Krystyna and Richard 
...Canada.


----------



## MoeDan2727 (Nov 5, 2006)

*Carriage Ridge and Horsehoe*

We own at Horseshoe (since 1980 - pre-construction) but have not stayed there for years.  We have been PICing it into Fairfield for 154,000 points - not bad for a 26 year old purchase.  The units are two bedrooms and quite large - even with upgrades they can't change the size.  

We don't know the condition of he units but I think we paid for an upgrtade several years ago.  The property has recently been downgraded from Godl to distinciton but I think this is due to the lack of a lake.

We stayed at Hills several years ago on a promotion and found the untis small.
But the pool is nicer than the Ridge.

We stayed at Ridge this summer in a one bedroom, i.e. we did not get nor see the studio for our unit but it was not occupied.  I think we used a studio that we own at Thornbury for the exchange.

The one bedroom Ridge unit was much and I mean much larger than the hills unit that we stayed at.  It was actually quite luxurious and we thoroughly enjoyed our stay.  We are avid Casino Rama goers and it is 38.1 Kilometres away by the back Old Barrie Road way.  I think we went 4 times in the week.

The secret goodie is the restaurant at Settler's Ghost across Horseshoe Valley road.  It is a great local restaurant but I do not know if it is open off Season.

The web site http://www.settlersghost.com/ seems to imply that it is.

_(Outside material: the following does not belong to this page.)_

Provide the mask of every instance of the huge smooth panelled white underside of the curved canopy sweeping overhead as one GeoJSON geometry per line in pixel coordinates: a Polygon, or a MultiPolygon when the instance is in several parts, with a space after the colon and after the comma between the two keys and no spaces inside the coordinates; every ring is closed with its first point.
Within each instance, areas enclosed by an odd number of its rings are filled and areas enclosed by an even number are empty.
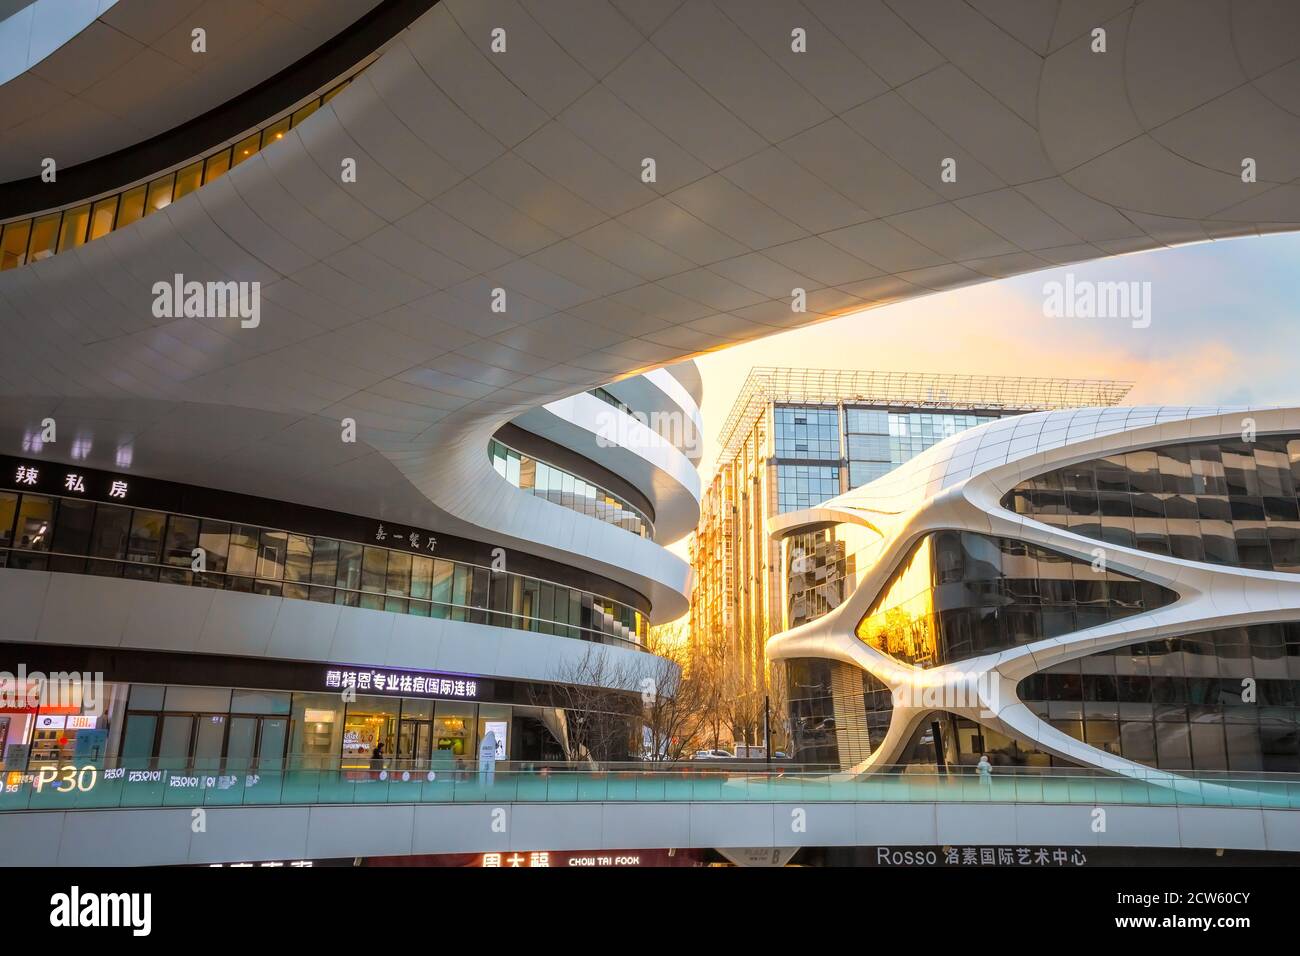
{"type": "Polygon", "coordinates": [[[1296,7],[1197,4],[1214,16],[1166,0],[443,0],[229,176],[0,274],[0,446],[21,451],[56,415],[92,464],[127,449],[160,477],[424,522],[680,606],[676,558],[516,507],[491,432],[846,311],[1295,229],[1300,49],[1279,38],[1300,35],[1296,7]],[[1084,55],[1098,10],[1109,52],[1084,55]],[[790,52],[798,26],[807,53],[790,52]],[[506,53],[489,51],[497,27],[506,53]],[[1254,94],[1271,107],[1225,116],[1225,98],[1254,94]],[[1232,172],[1236,152],[1258,182],[1232,172]],[[260,326],[155,319],[152,284],[178,272],[261,281],[260,326]],[[341,444],[344,416],[359,445],[341,444]]]}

We played golf at the magnificent Highlands course, which is long and hard but fun, but be careful it is not walkable. the distances from green to next tee blew me away.   Some seemed like half a mile.

we had A great week.

Dan


----------



## vanclan (Nov 15, 2006)

Thanks for all your input....it's been SO helpful.  I plan to book a one bedroom at Carriage Hills tomorrow...mainly because the dates that it is available work better for us.  So glad to hear positive input!  anyone have any recommendations for things to do, or other good, reasonable restaurants in the area....though I know we'll probably have to go to Barrie for that.  We plan on doing most of our own cooking, but it's nice to eat out occasionally too.  Once again Thanks SO much!!


----------



## MoeDan2727 (Nov 15, 2006)

*Carriage Hills - Orillia*

Orillia is the nearest large community.  Visit the Mariposa Market on Mississauga.  It is a fun store.

Gravenhurst and Bracebridge are north and also fun to visit.

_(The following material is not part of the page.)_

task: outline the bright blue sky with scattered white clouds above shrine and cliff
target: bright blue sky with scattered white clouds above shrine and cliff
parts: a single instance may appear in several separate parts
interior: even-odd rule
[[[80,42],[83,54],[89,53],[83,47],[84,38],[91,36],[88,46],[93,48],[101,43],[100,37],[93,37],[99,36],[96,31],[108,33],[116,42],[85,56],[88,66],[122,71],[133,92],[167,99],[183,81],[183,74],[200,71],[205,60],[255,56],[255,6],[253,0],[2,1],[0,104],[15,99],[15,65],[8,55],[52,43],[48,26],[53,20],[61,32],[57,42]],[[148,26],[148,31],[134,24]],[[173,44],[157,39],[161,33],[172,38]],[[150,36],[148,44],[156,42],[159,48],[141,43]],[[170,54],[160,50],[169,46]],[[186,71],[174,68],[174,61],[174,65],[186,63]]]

And of ocourse Casino Rama is close by.  Check out Casinorama.com for entertainment.

They are having weekday matinees in January with Sha Na Na and Glenn Campbell.

Dan


----------



## CSB (Nov 15, 2006)

You did not say what month you plan to stay at Carriage Hills. The activities would depend on the weather.


----------



## vanclan (Nov 15, 2006)

*Oops!*

Forgot to put our dates in....and that does make a big difference!!  December 1-8th.  It's sort of an inbetween season..due to the weather recently, it might be too soon for skiing (we've only done cross country....a long time ago...) so that's why I'm checking out other activities.  
I had no idea that Orillia was closer than Barrie!  Thanks Dan!  I checked out Mariposa Market on their website and they will definitely have a visit from us!  since Orillia is a lot closer than Barrie...maybe there are some restaurants we should check out there....


----------



## MoeDan2727 (Nov 16, 2006)

*Restaurants*

The hidden pleasure of the restaurant at Settler's ghost  which is a golf course across Horseshoe Valley Road has to be enjoyed.  We had the best roadt beef ever there.  Hopefully it will be open Contac them at http://www.settlersghost.com/

There are several excellant restaurants in Orillia.  I need to discuss this with my sleepng wife but I will get back to you.

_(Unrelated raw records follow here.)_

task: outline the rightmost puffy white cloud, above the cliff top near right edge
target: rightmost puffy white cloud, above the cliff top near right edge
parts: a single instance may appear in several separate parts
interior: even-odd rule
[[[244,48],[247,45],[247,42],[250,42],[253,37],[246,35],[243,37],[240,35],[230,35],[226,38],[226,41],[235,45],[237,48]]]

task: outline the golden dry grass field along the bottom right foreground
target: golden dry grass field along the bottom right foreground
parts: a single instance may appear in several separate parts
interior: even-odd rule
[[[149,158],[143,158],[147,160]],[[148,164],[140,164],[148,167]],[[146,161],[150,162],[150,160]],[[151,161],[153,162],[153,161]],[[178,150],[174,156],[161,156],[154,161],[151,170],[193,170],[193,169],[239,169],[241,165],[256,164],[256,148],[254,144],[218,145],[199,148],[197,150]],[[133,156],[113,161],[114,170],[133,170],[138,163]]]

Casino Rama's entertainment is black for December ubfortunately.  Something to do with a Chirstmas lull, but you must try the casino anyway.  It is good fun at any time of the year, no matter the weather.

Dan


----------



## vanclan (Nov 16, 2006)

Thanks, Dan for the info.  I had checked out the Casino entertainment, and noticed a big poker tournament during the time that we are there seems to have taken precedent over the entertainment.... oh well!   Thanks for offering to consult with your wife in regards to Orillia restaurants...will await your recomendations ....


----------